The company has since begun a lawsuit over the contract award, in which it alleges that WebBidder’s software is “not fit for purpose.”

On top of that, Ediphy alleges that the regulator failed to deal with a conflict of interest relating to the contract. After it was awarded, Etrading’s chief product officer joined the board of…the FCA (there is no suggestion of wrongdoing by Etrading).
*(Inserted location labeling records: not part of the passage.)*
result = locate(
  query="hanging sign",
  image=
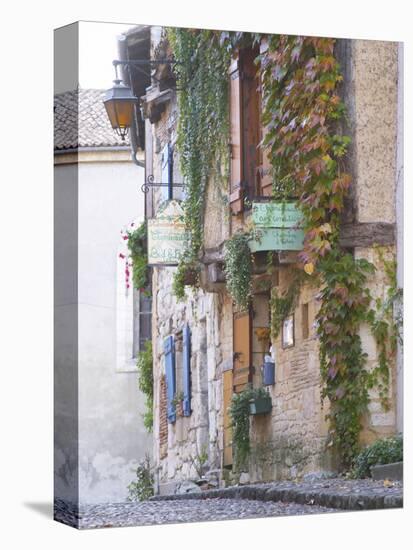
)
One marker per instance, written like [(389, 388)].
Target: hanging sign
[(276, 214), (277, 226), (167, 237)]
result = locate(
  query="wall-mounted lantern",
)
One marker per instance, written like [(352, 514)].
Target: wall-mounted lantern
[(119, 103)]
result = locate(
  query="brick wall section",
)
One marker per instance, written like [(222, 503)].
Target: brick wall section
[(163, 419)]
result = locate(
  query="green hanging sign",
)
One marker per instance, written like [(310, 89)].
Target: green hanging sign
[(277, 226), (276, 214)]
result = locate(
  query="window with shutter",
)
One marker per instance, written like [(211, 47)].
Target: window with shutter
[(264, 179), (236, 196), (170, 376), (186, 371), (250, 122), (244, 129), (166, 176)]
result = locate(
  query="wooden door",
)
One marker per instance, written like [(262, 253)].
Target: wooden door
[(227, 384), (236, 379), (236, 199), (242, 371)]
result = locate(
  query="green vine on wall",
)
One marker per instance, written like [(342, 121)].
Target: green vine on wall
[(239, 411), (137, 245), (203, 128), (144, 365), (238, 269), (281, 306), (302, 113)]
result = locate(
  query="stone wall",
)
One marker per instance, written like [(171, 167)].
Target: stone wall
[(177, 453), (291, 441)]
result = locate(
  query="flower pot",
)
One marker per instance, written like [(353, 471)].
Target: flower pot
[(190, 277), (268, 373), (260, 405)]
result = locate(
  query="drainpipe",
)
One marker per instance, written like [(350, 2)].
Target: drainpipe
[(125, 75), (399, 230)]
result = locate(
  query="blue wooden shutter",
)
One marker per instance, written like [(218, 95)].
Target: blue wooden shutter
[(187, 370), (166, 176), (169, 347)]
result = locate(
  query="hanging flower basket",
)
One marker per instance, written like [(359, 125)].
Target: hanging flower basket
[(260, 405), (190, 277)]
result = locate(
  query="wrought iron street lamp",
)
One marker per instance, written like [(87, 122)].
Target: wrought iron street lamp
[(119, 103)]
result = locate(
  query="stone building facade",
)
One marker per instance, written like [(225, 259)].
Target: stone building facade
[(291, 440), (99, 432)]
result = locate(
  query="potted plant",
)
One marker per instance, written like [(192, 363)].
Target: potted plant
[(177, 403), (260, 402)]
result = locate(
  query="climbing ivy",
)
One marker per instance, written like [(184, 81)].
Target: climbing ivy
[(203, 127), (302, 114), (137, 245), (239, 411), (238, 269), (306, 147), (144, 365), (281, 306)]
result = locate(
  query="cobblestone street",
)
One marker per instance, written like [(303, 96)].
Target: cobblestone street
[(179, 511)]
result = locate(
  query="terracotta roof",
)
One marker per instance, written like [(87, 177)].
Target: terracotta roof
[(80, 120)]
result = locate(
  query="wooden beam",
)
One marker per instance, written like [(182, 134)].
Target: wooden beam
[(367, 234)]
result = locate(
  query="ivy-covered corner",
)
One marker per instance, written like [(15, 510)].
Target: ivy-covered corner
[(144, 365), (137, 245), (202, 133)]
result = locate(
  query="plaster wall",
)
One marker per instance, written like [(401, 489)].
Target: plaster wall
[(111, 436)]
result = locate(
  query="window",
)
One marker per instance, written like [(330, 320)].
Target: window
[(133, 313), (246, 176), (288, 332), (178, 372), (167, 172), (305, 321)]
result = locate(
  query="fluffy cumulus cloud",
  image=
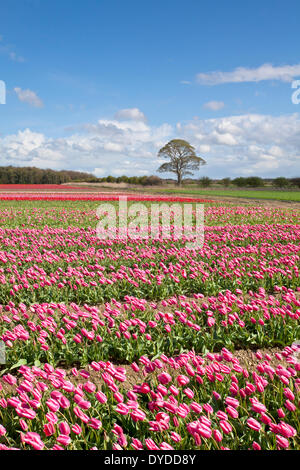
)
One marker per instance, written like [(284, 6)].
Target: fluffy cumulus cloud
[(130, 114), (214, 105), (29, 97), (250, 144), (109, 146), (284, 73)]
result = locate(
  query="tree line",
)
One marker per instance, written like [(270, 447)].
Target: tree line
[(33, 175)]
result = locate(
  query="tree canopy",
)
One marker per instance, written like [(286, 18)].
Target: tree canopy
[(182, 158)]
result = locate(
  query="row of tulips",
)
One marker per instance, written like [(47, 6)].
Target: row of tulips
[(74, 265), (83, 214), (92, 196), (186, 402), (56, 333)]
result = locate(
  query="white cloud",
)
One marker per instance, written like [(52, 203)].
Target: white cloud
[(130, 114), (284, 73), (214, 105), (233, 145), (29, 97), (247, 144)]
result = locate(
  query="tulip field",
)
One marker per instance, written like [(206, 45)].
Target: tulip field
[(146, 344)]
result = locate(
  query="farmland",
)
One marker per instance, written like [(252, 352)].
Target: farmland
[(145, 343)]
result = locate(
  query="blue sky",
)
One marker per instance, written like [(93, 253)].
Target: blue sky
[(101, 85)]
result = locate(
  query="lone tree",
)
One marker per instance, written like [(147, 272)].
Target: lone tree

The FCA rejects the perceived conflict because the exec joined the board after the contract was awarded.

Worse still for the FCA, the lawsuit automatically freezes the contract award until it is concluded, meaning there could be a delay of months before the contract can go ahead, or longer if it is determined that the process to award it was flawed and must be re-done.

The regulator yesterday confirmed it had submitted its formal defence to the legal challenge, in which it is understood to have petitioned the court to lift the contract freeze. 

“We undertook a fair, competitive 2-stage process to ensure the provider could deliver a high-quality tape and the best value for money,” the FCA said in a statement, rejecting Ediphy’s characterisation of the contract award.

“It is in the public interest to deliver the important benefits of the tape as soon as possible.”

Dr Christian Koboldt, partner at WebBidder owner DotEcon, said: “We reject any claim or allegation that WebBidder is not fit for purpose. 

“The platform has been used successfully to run numerous high-stakes auctions around the world. There is no evidence of any technical failure that would have prevented or hindered Ediphy from submitting its bid and the auction proceeded entirely in line with the auction rules.”

Resolution

But late last night, relief came for the FCA. Ediphy had agreed to the lifting of the automatic suspension of the procurement contract “to avoid further delays” and is now only in pursuit of damages.

In a statement, Ediphy chief Chris Murphy said: “We are clearing the path for the contract to be signed because the market needs certainty,” adding that the firm’s view of flaws in the procurement process was unchanged. 

The move means Etrading will get the gig and the new system will be up and running pronto. 

But jeopardy is not yet over for the FCA. In a rather high-stakes call, it had already fired the starting gun for the process to establish the same framework in the equity market, namely, the introduction of an equity consolidated tape. 

It was not beyond the realms of possibility that a bad ruling could have upended the bond and equity tape procurement at the same time – not a good look.

We can only hope that this time round, the FCA will have learnt its lesson. If not, more 68p lawsuits could be around the corner.